Et elle n'est pas seulement guerrière; elle est conquérante. On remarque, il est vrai, dans le Coran, aux endroits où il est question de la guerre sainte, quelques versets qui paraissent signifier le contraire, et ne commander que la guerre défensive.
«Combattez dans la voie de Dieu contre ceux qui vous feront la guerre. Mais ne commettez point d'injustice en les attaquant les premiers, car Dieu n'aime point les injustes.
«Tuez-les partout où vous les trouverez, et chassez-les d'où ils vous auront chassé. L'idolâtrie est pire que le carnage.
«Combattez-les jusqu'à ce que vous n'ayez plus à craindre la tentation, et que tout culte soit celui du Dieu unique:
«Si quelqu'un vous opprime, opprimez-le comme il vous a opprimé.» (C. II, 186-190.)
Mais un tel passage doit être interprété.
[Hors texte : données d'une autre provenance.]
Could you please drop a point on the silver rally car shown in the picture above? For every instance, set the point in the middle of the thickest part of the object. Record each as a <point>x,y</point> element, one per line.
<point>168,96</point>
Kasimirski a fort bien compris qu'il y a là des restrictions s'appliquant à des circonstances spéciales; Mahomet, alors aux prises avec les Mecquois, attendait d'être le plus fort pour les attaquer; cependant la fin des versets marque assez son idée dernière, son idée de fond, qui était celle de la conquête: quand l'occasion favorable sera venue de les attaquer, alors combattez-les, «jusqu'à ce que tout culte soit celui du Dieu unique»; ou, selon un autre passage: «qu'il n'y ait plus d'hostilité si ce n'est contre les méchants».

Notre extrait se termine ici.